Key point #2) That this complexity applies over a number of different time-scales.

This is an important point which sometimes seems to be missed, or forgotten, in the various discussions underway about this energy transition – for instance, someone might be thinking in the “years-months ahead” (planning) horizon when speaking, but the listener is thinking in the “days – minutes ahead” (dispatch) horizon, meaning that the messages become confused and the conversation sub-optimal.

For those who are BNEF subscribers, here’s the link that Kobad’s slide references – to their publication “Flexibility Series – the problem with wind and solar”.

Also worth noting from the same session is the slide here from David Swift from the AEMO that nicely follows Kobad’s segue above:


With respect to this slide, I would like to draw out two points (stressing that this is my interpretation, not the AEMO’s):

Key point #1) AEMO has noted that there are challenges, not problems:

With any contentious issue (such as what we are facing at several levels in this energy transition) choice of language, unfortunately, takes on a heightened importance – which is why AEMO has stressed that there are not “problems” (with the possible inference being that they are insurmountable), but that they are challenges.  Indeed, some see them as big opportunities.

This is the point I’ve strived to make to those at the right-end of the Emotion-o-meter.

Also today I noted that Tristan Edis has commented over here about the use of the word “crisis” (another loaded term).   Whilst it may not be a crisis:
(a)  It’s certainly proved very painful for a number of different stakeholders affected in different ways – such as through escalated spot prices, and also through escalating forward contract prices;
(b)  As others have noted, it is a reminder that more detailed planning is required than has been the case in the past.

Key point #2) That tackling these challenges is still a work-in-progress.

The AEMO has noted that there will be solutions found (and implemented) to tackle these challenges – but a key point here is that they are not yet found, or implemented.   The challenges are not solved, but are solvable.

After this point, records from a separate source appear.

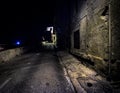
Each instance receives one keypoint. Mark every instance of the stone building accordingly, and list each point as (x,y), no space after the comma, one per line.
(93,33)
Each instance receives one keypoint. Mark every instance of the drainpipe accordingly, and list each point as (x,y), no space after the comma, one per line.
(110,42)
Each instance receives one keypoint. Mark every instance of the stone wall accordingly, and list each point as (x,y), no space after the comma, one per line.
(92,21)
(9,54)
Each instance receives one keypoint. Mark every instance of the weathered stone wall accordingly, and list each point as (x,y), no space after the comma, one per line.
(9,54)
(94,32)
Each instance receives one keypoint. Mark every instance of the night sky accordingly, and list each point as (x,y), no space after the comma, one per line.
(25,21)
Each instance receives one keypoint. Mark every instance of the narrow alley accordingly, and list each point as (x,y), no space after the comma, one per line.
(34,73)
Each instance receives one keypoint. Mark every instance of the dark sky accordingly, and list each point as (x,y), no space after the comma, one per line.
(25,20)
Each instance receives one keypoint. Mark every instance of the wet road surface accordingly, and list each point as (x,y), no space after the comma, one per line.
(34,73)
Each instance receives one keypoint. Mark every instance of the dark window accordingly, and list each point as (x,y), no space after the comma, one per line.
(77,39)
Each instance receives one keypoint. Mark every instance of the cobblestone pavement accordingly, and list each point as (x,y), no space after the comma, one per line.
(84,79)
(34,73)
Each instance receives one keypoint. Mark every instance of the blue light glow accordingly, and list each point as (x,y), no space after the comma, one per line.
(18,43)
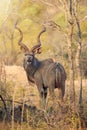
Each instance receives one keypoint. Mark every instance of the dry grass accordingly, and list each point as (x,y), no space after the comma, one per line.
(57,116)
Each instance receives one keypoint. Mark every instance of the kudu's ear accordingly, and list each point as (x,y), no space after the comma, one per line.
(23,47)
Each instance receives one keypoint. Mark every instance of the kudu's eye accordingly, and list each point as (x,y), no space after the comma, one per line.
(30,59)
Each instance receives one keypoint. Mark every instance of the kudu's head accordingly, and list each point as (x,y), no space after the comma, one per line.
(36,49)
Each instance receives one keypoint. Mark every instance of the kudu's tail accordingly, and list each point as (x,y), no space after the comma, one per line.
(60,75)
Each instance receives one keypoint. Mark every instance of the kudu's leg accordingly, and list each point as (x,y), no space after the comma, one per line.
(62,91)
(43,94)
(51,91)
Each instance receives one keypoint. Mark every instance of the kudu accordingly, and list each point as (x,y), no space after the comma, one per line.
(46,73)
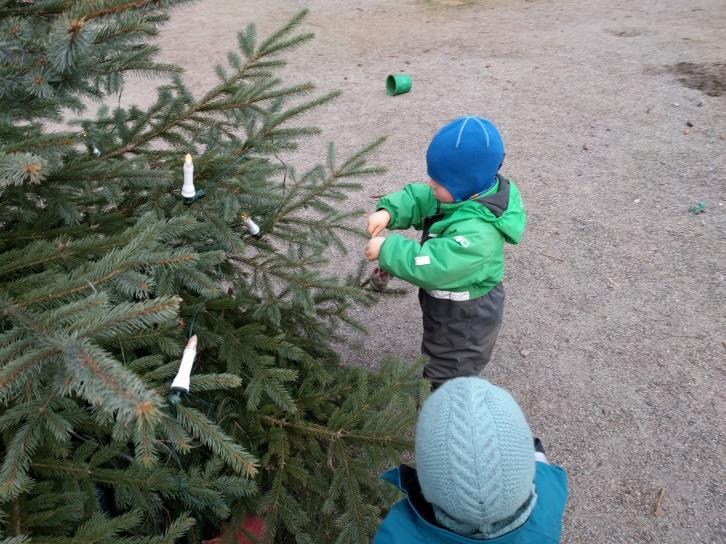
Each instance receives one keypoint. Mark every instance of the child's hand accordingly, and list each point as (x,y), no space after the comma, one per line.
(373,247)
(378,221)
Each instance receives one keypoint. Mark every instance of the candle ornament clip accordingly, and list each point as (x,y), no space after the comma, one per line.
(252,227)
(180,386)
(189,192)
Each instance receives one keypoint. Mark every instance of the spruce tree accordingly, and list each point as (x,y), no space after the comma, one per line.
(106,271)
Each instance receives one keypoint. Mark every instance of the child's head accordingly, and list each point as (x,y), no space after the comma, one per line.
(465,156)
(475,458)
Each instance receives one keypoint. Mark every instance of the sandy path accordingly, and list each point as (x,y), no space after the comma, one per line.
(615,321)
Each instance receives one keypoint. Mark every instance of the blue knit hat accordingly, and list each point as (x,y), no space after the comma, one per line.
(475,458)
(465,156)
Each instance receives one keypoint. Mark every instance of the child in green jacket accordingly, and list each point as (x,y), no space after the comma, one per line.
(466,212)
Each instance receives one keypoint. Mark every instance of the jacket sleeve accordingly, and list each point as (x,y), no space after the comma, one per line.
(408,206)
(445,262)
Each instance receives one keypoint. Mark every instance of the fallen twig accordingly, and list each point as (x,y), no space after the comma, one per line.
(659,501)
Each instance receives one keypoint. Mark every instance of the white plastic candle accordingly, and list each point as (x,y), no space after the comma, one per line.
(188,190)
(185,368)
(251,225)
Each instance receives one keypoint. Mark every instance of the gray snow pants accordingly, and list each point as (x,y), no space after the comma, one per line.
(459,336)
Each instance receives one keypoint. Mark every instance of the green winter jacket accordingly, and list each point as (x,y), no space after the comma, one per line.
(464,257)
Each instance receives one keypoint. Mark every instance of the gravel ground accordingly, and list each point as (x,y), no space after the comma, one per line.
(614,117)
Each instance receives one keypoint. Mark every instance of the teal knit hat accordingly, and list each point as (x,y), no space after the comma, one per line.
(475,458)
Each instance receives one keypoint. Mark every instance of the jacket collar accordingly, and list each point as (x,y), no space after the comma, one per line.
(404,478)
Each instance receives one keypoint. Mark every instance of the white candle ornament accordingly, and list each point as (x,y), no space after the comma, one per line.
(251,225)
(188,190)
(185,368)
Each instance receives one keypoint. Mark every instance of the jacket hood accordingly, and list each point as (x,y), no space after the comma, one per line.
(503,209)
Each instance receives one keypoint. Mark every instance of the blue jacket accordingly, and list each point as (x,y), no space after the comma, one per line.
(411,520)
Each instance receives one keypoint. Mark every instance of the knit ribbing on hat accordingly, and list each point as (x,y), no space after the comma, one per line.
(465,156)
(475,458)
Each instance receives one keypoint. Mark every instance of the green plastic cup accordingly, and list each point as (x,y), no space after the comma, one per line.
(398,84)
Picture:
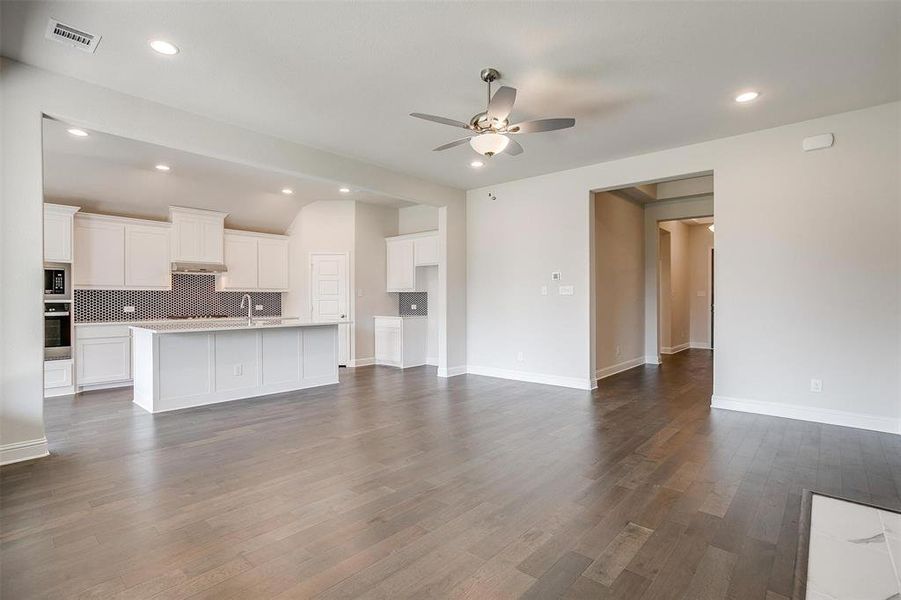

There’s a high volume of discussion currently focused on potential solutions to these challenges (or, even further upstream, trying to clearly understand and describe the challenges).  Unfortunately these discussions seem to be:
(a)  Perhaps used, by a subset of people towards the right of the Emotion-o-meter, as guise for more general resistance to change; but also
(b)  Misconstrued by others (perhaps also deliberately, by a subset) at the left-end of the Emotion-o-meter who label all those involved in the conversation as “being hostage to fossil fuel interests” etc… (whereas reality is not just black and white).   My sense is that this simplistic view is where the rhetoric arises about the need to “break the NEM” etc.

Given BNEF is often quoted by many at the progressive end of the energy transition, Kobad’s slide particularly resonated with me – though it was an opportunity foregone that it was not more widely communicated.  Perhaps this post will help?

About the Author

Paul McArdle
One of three founders of Global-Roam back in 2000, Paul has been CEO of the company since that time. As an author on WattClarity, Paul's focus has been to help make the electricity market more understandable.

1 Comment on "Increased complexity, and challenges, in this energy transition"

  1. I guess something worth not skirting around is the fact that challenges will be presented as insurmountable, catastrophic and civilisation-ending by a range of parties keen to ensure that decarbonisation does not occur.

    In that context, it becomes extremely important to channel the inspirational and genuinely wonderful spirit of engineering and science, which is legitimately technology neutral and looks to correctly diagnose and remedy these quirks in a fairly optimistic and logical way. Which is why what you’ve highlighted above is so important – the difference between a ‘challenge’ and a ‘problem’.